Defendants seek, however, to justify the conduct of the individual defendant by asserting that he heard the siren and turned to the right as required by G.S. § 20-157 which provides that: "(a) Upon the approach of any police or fire department vehicle giving audible signal by bell, siren or exhaust whistle, the driver of every other vehicle shall immediately drive the same to a position as near as possible *680 and parallel to the right-hand edge or curb, clear of any intersection of highways, and shall stop and remain in such position unless otherwise directed by a police or traffic officer until the police or fire department vehicle shall have passed."

But on this record this position is untenable. Regardless of the fact the truck was standing in the left-turn lane and plaintiff was traveling in the center or through-traffic lane and the effect these facts may have on the respective rights and duties of the parties, the approach of a police vehicle giving a signal by siren did not nullify or suspend the provisions of G.S. § 20-154, or relieve the defendant Dockery of the duty to ascertain, before turning to his right, that such movement could be made in safety, or to signal any vehicle approaching from the rear. Williams v. Henderson, 230 N.C. 707, 55 S.E.2d 462; Cox v. Lee, 230 N.C. 155, 52 S.E.2d 355. On this record he cut his truck sharply to the right into another traffic lane immediately in front of a vehicle to his rear at a time and under circumstances which indicate such movement could not be made in safety. This is sufficient to require the submission of appropriate issues to the jury.

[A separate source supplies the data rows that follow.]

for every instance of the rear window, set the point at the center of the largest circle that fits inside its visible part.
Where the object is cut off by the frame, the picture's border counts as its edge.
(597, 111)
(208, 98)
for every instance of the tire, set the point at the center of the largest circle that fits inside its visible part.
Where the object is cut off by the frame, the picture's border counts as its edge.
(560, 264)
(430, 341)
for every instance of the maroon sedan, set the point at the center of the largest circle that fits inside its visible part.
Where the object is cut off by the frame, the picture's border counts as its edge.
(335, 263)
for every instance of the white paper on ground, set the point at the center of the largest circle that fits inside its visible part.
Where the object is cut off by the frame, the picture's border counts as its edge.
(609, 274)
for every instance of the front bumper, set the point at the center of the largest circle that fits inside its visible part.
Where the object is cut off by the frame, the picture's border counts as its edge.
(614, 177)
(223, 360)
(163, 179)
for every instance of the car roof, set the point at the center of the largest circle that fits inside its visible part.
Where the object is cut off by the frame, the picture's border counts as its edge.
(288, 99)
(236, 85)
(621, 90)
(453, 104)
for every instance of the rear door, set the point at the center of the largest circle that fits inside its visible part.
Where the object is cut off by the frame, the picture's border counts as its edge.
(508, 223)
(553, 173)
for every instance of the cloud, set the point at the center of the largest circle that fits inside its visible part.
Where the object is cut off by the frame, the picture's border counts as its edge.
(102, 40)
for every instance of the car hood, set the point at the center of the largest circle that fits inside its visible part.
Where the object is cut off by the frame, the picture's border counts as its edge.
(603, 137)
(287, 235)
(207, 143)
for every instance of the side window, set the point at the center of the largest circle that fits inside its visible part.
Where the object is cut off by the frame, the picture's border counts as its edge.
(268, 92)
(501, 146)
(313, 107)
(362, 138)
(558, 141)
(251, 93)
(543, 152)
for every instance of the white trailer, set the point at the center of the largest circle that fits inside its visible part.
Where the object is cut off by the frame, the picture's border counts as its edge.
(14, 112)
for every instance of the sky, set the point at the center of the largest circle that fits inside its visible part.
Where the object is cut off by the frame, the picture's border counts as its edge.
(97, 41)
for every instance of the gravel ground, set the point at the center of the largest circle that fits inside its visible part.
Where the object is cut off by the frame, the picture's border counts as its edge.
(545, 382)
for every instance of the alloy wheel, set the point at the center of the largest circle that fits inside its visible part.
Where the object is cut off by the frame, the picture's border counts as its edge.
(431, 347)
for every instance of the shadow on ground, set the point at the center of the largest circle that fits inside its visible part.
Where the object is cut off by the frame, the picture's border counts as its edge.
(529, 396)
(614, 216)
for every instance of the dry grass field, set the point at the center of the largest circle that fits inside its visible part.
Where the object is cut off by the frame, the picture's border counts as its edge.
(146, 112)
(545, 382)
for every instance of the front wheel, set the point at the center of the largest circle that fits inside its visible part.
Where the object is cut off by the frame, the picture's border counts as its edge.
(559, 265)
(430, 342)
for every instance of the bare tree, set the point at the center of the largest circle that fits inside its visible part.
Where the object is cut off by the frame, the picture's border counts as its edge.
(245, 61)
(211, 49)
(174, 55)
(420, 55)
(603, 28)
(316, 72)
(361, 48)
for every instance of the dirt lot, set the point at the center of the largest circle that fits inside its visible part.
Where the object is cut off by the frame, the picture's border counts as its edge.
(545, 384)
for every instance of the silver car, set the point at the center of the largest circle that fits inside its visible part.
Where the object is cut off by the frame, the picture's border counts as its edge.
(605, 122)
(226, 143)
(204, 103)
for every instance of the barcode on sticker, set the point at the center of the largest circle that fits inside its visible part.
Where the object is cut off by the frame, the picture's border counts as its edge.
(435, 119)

That the declarations of Dockery made immediately after the collision were admitted only as against him does not affect the result as to the corporate defendant. It is not alleged that the corporate defendant committed any act of negligence. As to it, plaintiff relies on the doctrine of respondeat superior. If, upon consideration of all the evidence, the jury shall find that plaintiff suffered injuries as a proximate result of the negligence of Dockery, then Dockery's negligence will be imputed to the corporate defendant, thus imposing liability upon it for the injuries sustained.

The evidence is insufficient to warrant the conclusion, as a matter of law, that plaintiff was guilty of such negligence as would bar his recovery for the injuries received. Whether there is any evidence of contributory negligence sufficient to require the submission of an issue is reserved for the court below to decide, in the first instance, on the retrial of this cause.

The plaintiff, in his complaint, alleges that the truck was standing in the center lane for east-bound traffic, and defendants, in their answer, allege it was standing on its own proper right-hand side of the street. If the facts in respect thereto are as the evidence before us tends to show, it may be advisable for the parties to amend their pleadings so as to conform to the facts.

The judgment entered is

Reversed.

VALENTINE, J., took no part in the consideration or decision of this case.